Key Experimental Results¶
Main Results (Convergence Comparison)¶
| Method | Metric | Convergence Rate | Rank Dependency |
|---|---|---|---|
| SGD-M | Frobenius Gradient | \(O(1/\sqrt{T})\) | \(\sqrt{r}\) loss |
| Muon (SVD) | Nuclear Gradient | \(O(1/\sqrt{T})\) | No \(\sqrt{r}\) loss |
| Muon (NS, \(q\) steps) | Nuclear Gradient | \(O(C_q/\sqrt{T})\) | No \(\sqrt{r}\) loss |
Ablation Study (\(C_q\) vs. steps \(q\))¶
| NS steps \(q\) | \(C_q\) at \(\kappa=2\) | \(C_q\) at \(\kappa=3\) |
|---|---|---|
| 1 | Large | Medium |
| 3 | \(\approx 1.01\) | \(\approx 1.001\) |
| 5 | \(\approx 1.0\) | \(\approx 1.0\) |
Key Findings¶
- 3-5 NS steps match SVD: \(C_q\) converges to 1 doubly exponentially, providing a solid theoretical basis for empirical choices.
- \(\sqrt{r}\) advantage of Muon over SGD-M: The advantage is significant for high-rank matrix parameters (e.g., large attention layers).
- Wall-clock advantage explained: Per-step costs of NS are much lower than SVD, and since iteration counts are nearly identical, total time is reduced.
Highlights & Insights¶
- First theoretical guarantee for practical Muon: Closes the practice-theory gap by moving beyond "pretend" SVD analysis.
- Doubly exponential decay insight: Proving \(\varepsilon_q \leq \varepsilon_0^{5^q}\) (for \(\kappa=2\)) reveals why 3 steps achieve near-perfect precision (\(< 10^{-100}\)).
- Nuclear norm metric: Choosing the nuclear norm over the Frobenius norm in matrix space naturally aligns with polar decomposition and reveals the rank advantage.
- Inspiration for future matrix optimizers: Provides a general analysis framework for NS-based approximations in other matrix optimizers.
Limitations & Future Work¶
- Purely theoretical contribution without new experiments (though the goal was to explain existing practice).
- Assumes standard smoothness and bounded variance, not yet covering Adam-style adaptivity.
- Lacks a direct comparison between Muon and second-order methods like Shampoo or SOAP.
Related Work & Insights¶
- vs.
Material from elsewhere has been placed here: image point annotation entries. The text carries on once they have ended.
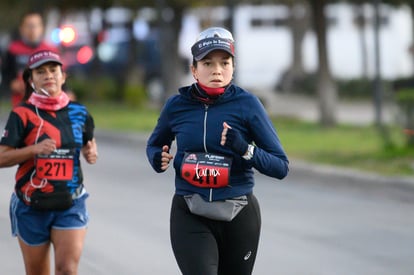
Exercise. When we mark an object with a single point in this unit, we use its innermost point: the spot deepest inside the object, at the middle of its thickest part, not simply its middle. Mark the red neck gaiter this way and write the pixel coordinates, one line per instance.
(213, 92)
(49, 103)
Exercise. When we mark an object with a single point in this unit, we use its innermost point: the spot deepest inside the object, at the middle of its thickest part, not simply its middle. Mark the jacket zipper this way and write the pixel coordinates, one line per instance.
(205, 128)
(205, 142)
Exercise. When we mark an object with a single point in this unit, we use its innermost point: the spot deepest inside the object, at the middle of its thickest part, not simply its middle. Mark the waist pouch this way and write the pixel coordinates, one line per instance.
(55, 201)
(225, 210)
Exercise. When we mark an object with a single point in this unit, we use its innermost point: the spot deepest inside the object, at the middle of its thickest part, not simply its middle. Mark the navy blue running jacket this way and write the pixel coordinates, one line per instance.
(197, 127)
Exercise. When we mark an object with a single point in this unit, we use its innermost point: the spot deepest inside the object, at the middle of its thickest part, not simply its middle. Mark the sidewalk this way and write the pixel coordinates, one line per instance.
(306, 108)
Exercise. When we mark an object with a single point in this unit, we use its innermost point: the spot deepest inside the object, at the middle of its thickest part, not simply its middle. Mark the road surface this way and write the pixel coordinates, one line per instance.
(313, 223)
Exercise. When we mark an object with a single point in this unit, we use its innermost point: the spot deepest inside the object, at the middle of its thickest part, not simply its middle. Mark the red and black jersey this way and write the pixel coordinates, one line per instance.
(71, 127)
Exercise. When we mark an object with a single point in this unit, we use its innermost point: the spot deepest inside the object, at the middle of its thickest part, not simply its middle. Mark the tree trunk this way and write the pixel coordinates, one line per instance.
(298, 23)
(360, 22)
(171, 69)
(327, 90)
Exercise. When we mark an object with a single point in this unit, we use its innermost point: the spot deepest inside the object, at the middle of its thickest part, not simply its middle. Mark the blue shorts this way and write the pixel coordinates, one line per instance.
(34, 227)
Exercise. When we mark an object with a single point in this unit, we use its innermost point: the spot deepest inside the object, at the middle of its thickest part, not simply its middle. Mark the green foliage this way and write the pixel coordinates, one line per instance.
(94, 89)
(346, 145)
(121, 117)
(135, 95)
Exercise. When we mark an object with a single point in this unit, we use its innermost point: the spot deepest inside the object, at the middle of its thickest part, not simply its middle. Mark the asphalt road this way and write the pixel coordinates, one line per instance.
(313, 223)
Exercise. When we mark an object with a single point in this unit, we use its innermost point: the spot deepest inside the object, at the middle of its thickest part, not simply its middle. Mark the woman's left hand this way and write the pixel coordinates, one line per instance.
(90, 151)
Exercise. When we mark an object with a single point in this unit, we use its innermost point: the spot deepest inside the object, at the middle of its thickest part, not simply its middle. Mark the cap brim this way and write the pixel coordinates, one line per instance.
(204, 54)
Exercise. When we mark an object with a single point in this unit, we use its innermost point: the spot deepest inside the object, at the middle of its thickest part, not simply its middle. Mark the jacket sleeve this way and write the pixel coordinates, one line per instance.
(269, 157)
(161, 135)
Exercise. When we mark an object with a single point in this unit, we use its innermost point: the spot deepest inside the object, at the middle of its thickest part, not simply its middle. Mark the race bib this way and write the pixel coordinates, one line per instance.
(57, 166)
(206, 170)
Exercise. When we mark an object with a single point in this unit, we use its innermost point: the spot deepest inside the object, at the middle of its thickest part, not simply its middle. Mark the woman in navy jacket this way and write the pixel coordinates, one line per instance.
(222, 132)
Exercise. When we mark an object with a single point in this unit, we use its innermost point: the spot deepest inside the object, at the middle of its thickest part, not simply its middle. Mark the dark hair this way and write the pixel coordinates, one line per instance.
(29, 13)
(27, 75)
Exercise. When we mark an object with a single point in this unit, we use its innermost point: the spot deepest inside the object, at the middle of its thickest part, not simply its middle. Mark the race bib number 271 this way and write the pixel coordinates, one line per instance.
(206, 170)
(56, 166)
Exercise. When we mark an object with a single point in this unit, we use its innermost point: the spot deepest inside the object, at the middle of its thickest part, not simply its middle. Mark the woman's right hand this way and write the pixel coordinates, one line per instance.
(166, 157)
(45, 147)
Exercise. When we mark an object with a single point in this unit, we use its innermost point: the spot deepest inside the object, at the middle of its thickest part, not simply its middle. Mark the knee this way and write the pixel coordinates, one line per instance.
(66, 268)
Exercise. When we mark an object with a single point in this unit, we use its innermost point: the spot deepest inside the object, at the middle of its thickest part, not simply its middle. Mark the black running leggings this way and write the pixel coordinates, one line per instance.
(207, 247)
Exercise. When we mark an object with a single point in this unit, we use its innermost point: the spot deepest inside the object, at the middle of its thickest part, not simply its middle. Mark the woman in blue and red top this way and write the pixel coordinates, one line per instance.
(45, 136)
(222, 132)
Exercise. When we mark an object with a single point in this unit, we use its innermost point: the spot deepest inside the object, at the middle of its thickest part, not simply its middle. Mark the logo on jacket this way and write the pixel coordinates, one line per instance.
(5, 133)
(191, 157)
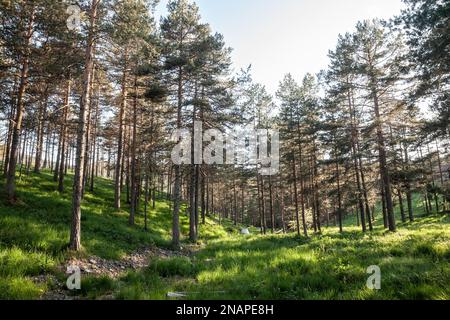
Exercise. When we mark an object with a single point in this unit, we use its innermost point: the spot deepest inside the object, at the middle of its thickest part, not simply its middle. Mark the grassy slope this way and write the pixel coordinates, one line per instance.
(34, 234)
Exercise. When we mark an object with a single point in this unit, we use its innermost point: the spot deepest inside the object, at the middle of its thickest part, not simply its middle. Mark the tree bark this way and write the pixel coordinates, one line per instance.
(75, 232)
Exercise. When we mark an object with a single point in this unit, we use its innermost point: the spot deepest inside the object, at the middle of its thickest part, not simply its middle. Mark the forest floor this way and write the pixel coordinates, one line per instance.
(123, 262)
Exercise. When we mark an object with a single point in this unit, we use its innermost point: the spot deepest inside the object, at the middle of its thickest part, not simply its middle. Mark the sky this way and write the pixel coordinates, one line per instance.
(286, 36)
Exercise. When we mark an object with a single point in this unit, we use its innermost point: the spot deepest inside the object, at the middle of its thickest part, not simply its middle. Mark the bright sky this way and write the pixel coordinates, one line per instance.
(282, 36)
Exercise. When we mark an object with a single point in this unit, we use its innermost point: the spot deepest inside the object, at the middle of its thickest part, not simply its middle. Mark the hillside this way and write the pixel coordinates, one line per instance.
(222, 265)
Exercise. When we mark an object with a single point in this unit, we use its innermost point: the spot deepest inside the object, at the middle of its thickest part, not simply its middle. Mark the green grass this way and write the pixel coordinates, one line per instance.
(35, 232)
(414, 263)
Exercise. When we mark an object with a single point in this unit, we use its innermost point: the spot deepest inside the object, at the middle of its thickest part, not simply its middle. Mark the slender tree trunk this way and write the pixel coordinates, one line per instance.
(40, 133)
(297, 214)
(75, 232)
(134, 177)
(12, 163)
(123, 105)
(63, 137)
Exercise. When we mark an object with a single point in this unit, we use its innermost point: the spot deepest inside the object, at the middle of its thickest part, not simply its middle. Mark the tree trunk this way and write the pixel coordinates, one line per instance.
(75, 232)
(12, 163)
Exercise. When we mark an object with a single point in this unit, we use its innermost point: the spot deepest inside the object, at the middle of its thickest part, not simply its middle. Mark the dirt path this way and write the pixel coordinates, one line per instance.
(95, 266)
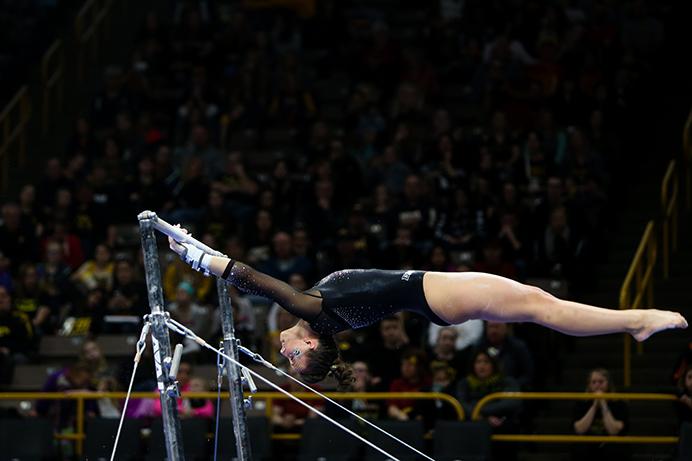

Shen et al. / Li & Hong: These works analyze SVD-Muon. This paper is the first to analyze NS-Muon, matching actual practice.
- vs. Shampoo/SOAP: These are second-order preconditioners that maintain curvature. Muon is not second-order but rather orthogonalizes momentum; the mechanisms are distinct and potentially complementary.
- vs. Orthogonal-SGDM: Orthogonal-SGDM performs orthogonalization before momentum. Muon performs momentum before orthogonalization and replaces SVD with NS.
Rating¶
- Novelty: ⭐⭐⭐⭐⭐ First convergence theory for practical NS-Muon with elegant doubly exponential results.
- Experimental Thoroughness: ⭐⭐⭐ Purely theoretical, but appropriately so as it explains existing empirical successes.
- Writing Quality: ⭐⭐⭐⭐⭐ Clear research questions, progressive theorems, and rigorous narrative.
- Value: ⭐⭐⭐⭐⭐ Provides a much-needed theoretical foundation for a popular matrix optimizer.